“船……船稳了。”玲珑的声音细若蚊蚋,轻轻挣了挣,王重才如梦初醒般收回手,指尖却还残留着她腰腹的触感,让他有些心猿意马。
他重新拿起船桨,却没像刚才那样专注,目光总忍不住往玲珑身上飘——她的粗布衣衫被芦苇划破了一道口子,露出肩头一小片雪白的肌肤,在雾中泛着莹润的光。
划了约莫半个时辰,暗河河道渐渐宽了些,雾气也淡了些。
王重停下船桨,擦了擦额角的汗,刚想开口说些什么,却见玲珑盯着他的手臂,眉头微蹙:“你受伤了?”

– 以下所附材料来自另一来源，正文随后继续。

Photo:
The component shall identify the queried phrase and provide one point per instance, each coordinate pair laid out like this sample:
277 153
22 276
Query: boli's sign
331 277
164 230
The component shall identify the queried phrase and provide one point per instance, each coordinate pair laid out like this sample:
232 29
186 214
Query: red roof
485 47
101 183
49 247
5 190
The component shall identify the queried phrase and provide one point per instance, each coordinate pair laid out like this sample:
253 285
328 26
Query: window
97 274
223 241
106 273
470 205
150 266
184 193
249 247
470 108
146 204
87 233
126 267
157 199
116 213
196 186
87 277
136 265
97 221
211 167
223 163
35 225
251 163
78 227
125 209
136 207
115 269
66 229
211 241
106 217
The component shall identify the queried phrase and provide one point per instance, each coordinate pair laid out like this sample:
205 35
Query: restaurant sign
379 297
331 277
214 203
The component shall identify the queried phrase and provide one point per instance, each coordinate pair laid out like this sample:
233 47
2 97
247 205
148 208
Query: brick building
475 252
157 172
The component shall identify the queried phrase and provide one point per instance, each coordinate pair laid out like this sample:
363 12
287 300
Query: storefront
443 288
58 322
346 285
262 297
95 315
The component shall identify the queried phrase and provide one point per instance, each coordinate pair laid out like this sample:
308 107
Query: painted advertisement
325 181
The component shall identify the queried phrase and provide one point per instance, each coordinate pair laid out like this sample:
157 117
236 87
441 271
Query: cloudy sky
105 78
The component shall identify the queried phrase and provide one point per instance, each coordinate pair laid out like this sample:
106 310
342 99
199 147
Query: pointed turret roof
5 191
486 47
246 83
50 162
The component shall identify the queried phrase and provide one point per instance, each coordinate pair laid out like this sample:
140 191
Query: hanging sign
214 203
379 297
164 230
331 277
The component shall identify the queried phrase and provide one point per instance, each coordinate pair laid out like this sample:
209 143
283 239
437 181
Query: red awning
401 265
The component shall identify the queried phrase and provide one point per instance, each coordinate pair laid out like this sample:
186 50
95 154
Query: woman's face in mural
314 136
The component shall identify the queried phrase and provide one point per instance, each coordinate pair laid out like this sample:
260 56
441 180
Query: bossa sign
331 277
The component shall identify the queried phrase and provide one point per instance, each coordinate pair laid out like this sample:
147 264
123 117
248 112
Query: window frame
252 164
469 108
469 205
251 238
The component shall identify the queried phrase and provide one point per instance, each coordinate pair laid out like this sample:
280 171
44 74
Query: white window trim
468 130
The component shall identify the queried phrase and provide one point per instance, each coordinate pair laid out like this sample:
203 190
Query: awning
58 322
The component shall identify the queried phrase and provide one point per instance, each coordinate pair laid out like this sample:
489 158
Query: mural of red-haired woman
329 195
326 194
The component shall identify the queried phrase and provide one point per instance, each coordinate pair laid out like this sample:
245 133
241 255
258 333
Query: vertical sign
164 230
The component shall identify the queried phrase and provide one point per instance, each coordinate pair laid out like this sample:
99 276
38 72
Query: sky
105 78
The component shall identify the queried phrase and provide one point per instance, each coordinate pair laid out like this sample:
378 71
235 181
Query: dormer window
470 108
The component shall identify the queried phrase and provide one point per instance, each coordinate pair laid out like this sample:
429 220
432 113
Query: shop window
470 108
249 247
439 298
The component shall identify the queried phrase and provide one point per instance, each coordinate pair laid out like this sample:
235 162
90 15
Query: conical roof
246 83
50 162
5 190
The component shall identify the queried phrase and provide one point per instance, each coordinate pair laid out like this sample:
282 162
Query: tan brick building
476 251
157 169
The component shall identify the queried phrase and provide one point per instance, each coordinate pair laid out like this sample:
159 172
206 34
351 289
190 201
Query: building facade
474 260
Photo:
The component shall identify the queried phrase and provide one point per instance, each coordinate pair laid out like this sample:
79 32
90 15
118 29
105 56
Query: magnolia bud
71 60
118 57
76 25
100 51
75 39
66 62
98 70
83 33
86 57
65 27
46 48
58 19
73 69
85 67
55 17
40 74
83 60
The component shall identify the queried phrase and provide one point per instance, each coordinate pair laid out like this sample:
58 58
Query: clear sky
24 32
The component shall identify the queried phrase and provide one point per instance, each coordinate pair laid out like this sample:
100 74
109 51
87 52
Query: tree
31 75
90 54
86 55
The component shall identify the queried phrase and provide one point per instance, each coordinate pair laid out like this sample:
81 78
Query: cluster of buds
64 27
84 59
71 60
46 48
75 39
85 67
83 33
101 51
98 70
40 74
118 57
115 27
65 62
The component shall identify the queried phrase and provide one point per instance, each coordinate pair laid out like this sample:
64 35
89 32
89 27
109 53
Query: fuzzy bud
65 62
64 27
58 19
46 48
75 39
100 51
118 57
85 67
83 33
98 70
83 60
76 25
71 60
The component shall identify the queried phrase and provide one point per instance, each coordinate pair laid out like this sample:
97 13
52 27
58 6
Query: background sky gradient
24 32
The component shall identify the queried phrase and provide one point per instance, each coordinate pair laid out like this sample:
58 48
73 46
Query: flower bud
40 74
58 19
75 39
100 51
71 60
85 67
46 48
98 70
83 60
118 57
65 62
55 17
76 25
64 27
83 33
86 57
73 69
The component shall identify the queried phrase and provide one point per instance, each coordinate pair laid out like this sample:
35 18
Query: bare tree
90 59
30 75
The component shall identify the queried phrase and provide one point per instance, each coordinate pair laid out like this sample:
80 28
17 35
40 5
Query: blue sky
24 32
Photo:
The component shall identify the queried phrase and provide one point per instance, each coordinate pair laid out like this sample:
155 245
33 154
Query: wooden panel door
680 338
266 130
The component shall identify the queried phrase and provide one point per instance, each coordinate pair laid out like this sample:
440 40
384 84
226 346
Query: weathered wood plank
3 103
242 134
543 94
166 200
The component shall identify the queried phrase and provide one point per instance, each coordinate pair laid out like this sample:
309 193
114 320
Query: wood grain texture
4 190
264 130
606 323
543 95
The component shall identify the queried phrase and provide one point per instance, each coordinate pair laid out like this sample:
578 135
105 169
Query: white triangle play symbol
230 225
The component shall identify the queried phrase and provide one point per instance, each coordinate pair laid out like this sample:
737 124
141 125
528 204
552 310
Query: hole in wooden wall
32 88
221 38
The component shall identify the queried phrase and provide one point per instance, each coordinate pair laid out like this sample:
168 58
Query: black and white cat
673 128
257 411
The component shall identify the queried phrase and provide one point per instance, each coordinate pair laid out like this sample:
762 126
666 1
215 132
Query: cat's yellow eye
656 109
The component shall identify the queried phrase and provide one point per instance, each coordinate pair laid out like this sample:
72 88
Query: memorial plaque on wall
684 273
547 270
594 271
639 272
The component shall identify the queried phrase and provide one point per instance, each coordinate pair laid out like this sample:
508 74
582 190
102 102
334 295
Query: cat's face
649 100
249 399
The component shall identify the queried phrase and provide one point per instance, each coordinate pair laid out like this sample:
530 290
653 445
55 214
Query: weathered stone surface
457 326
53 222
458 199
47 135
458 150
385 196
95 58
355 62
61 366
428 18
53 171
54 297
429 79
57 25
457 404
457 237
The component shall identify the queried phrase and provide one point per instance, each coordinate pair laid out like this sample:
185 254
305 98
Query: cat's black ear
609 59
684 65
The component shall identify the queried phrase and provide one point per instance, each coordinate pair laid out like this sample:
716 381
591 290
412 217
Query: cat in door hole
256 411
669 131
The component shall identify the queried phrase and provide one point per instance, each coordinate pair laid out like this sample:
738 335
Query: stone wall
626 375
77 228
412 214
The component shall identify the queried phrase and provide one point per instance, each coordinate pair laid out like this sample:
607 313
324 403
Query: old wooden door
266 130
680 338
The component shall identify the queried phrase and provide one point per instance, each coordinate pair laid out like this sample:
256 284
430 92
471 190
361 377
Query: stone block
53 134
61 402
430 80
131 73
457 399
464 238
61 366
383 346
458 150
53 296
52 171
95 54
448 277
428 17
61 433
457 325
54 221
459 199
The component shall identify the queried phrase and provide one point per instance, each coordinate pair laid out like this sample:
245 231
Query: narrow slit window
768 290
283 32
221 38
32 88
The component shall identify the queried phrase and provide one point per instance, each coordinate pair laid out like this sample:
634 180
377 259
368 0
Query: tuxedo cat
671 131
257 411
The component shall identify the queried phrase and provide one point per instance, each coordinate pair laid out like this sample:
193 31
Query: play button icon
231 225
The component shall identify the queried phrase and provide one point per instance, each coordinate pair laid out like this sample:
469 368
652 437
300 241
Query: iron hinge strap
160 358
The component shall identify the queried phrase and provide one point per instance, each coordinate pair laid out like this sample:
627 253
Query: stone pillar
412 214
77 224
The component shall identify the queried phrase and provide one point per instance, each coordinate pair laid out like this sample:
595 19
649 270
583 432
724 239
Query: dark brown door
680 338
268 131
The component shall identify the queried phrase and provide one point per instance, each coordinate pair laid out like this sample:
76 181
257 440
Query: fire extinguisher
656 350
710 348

王重这才想起,白天在驿站突围时,手臂被士兵的刀划了道口子,虽用布条包扎了,却没处理干净,此刻布条被河水浸湿,渗出暗红的血。
“没事,小伤。”
他想掩饰,玲珑却已经挪到他身边,伸手解开他的布条——她的指尖轻轻划过他的伤口边缘,让王重的身体瞬间绷紧。
“怎么能说没事?伤口都化脓了。”玲珑的声音带着几分嗔怪,从怀里掏出一个小瓷瓶——是她随身携带的金疮药,“我帮你重新包扎,不然化脓会更麻烦。”
王重没有拒绝,任由她握着自己的手臂。
她的指尖带着草药的清香,轻轻涂抹药膏时,偶尔会触碰到他的肌肤,让他心里泛起阵阵涟漪。
月光透过雾层洒下来,落在玲珑的侧脸,她垂眸专注的模样,竟让王重看得有些失神。
他突然想起,小时候养母也曾这样为他处理伤口,只是那份温暖早已模糊,而此刻玲珑带来的温柔,却真实得让他想抓住。
“好了。”玲珑系好布条,抬头时正好撞进王重的目光里。
他的眼神深邃,像暗河的水,带着她看不懂的情绪,让她心跳又快了几分。
她慌乱地移开目光,却不小心碰到了王重放在腿上的手,两人的指尖轻轻相触,像电流般让彼此都颤了一下。
王重喉结动了动,突然伸手,轻轻将玲珑颊边的碎发别到耳后。
他的指尖擦过她的耳垂,温热的触感让玲珑浑身一僵,却没有躲开。